Compre em: Amazon | Americanas | Submarino

Em A Garota que Bebeu a Lua, conhecemos o Protetorado, uma vila que deixa um bebê na floresta todos os anos para que a Bruxa que lá vive não mate a todos. Porém, Xan, a bruxa, não faz ideia do porque dessas pessoas deixarem as crianças para morrer, então, ela as pega e as leva para as Cidades Livres, onde só há pessoas boas.

Sempre no caminho para essas cidades, Xan alimenta os bebês com luz estelar, que como ela mesma diz, abençoa a criança, além de ser um ótimo alimento. Porém, uma vez a Bruxa salva um bebê diferente, que possui olhos negros inteligentes, perspicazes e uma marca de lua na testa. Sem tirar o  olhar da menina, Xan se engana e, ao invés de pegar luz estelar para alimentá-la, ela pega luz do luar, fazendo com que a pequena fique cheia de magia.

Sem saber o que fazer, a Bruxa resolve chamar a menina de Luna e criá-la como se fosse sua avó. Porém, quanto mais Luna cresce e seus poderes se afloram, os de Xan se esvaem. E enquanto isso, no Protetorado, a verdadeira mãe de Luna está enclausurada em uma Torre, mas apesar disso, ela sabe exatamente onde a filha está. E fará de tudo para tê-la de volta.

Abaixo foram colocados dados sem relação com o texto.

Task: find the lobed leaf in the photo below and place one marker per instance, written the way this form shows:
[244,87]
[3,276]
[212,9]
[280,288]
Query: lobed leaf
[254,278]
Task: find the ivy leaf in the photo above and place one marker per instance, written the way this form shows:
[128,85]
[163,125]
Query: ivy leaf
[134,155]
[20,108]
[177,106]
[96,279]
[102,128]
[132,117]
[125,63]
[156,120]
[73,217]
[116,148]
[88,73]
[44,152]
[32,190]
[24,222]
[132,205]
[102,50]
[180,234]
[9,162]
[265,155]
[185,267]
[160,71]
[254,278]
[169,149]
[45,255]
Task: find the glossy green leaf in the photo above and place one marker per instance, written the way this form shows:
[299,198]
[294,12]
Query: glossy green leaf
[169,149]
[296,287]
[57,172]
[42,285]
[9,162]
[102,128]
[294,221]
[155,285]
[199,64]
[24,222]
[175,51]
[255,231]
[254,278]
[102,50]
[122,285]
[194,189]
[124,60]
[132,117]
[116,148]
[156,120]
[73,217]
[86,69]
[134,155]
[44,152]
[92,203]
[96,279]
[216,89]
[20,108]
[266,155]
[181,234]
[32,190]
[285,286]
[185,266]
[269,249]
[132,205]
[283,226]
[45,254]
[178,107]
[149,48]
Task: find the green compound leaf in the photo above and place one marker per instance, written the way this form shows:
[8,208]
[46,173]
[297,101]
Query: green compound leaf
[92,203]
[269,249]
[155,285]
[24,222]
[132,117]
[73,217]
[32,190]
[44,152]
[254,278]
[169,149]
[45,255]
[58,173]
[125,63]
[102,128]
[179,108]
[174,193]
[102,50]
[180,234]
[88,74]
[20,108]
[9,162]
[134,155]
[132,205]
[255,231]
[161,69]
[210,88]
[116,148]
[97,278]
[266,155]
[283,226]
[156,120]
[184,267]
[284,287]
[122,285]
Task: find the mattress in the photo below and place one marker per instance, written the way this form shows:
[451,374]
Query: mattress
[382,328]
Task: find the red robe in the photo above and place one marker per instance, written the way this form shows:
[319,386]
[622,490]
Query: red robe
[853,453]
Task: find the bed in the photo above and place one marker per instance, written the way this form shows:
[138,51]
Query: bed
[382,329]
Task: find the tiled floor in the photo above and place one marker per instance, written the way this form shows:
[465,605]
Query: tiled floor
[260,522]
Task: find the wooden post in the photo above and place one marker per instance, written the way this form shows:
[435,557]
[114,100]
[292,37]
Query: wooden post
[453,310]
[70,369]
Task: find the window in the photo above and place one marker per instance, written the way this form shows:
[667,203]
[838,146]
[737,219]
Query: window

"Infinitos, pensou Luna. Assim como o universo é infinito. É luz e escuridão em movimentos eternos; é espaço e tempo, e tempo dentro do espaço. E ela soube: não há limites para o que um coração consegue carregar."
Imagem meramente ilustrativa | Filme: O Segredo do Vale da Lua
Eu li esse livro cheio de expectativas. Achei que ia encontrar uma história gostosa parecida com livros como Enraizados, e se formos parar pra pensar, em tese, as tramas realmente possuem semelhanças entre si. Apesar disso, o livro não foi como eu esperava.

"Como eu poderia fazer a coisa que devo ensiná-la a jamais fazer, assim que ela começar a compreender? Hipocrisia, é isso que é!"

A história em si é maravilhosa. Amo ficção fantástica, com florestas meio macabras e esse estilo bem conto de fadas que a trama trás. Apesar disso, o que peca nessa obra é a escrita da autora, que não soube muito bem trabalhar seus personagens. Já que, ela coloca diversos lugares com diversas histórias e muitos personagens, mas não se aprofunda em todos, fazendo com que eles não tenham uma personalidade própria.

Imagem meramente ilustrativa | Filme: O Segredo do Vale da Lua
Isso é algo muito comum em contos de fadas, contar uma história mágica sem falar muito dos personagens em si. Porém, em um livro grande com um enredo extenso, é de se esperar que o leitor tenha conhecimento de como cada personalidade é dentro da trama.

"A violência, embora ás vezes necessária, era algo grosseiro e incivilizado. Razão, beleza, poesia e conversas excelentes eram suas ferramentas favoritas para resolver disputas."

Apesar desses pontos, eu gostei bastante da obra. Para mim, a leitura fluiu de forma leve e rápida, fazendo com que eu terminasse o livro em menos de dois dias.Gostei muito da ambientação da trama, amo essa coisa de vales e florestas, como eu já havia mencionado um pouco mais acima.

Outra coisa muito legal da história é que ela possui diversas citações maravilhosas sobre a vida, o universo o ser humano em si. É um livro bonito, que fará o leitor se apaixonar pelas cores da magia.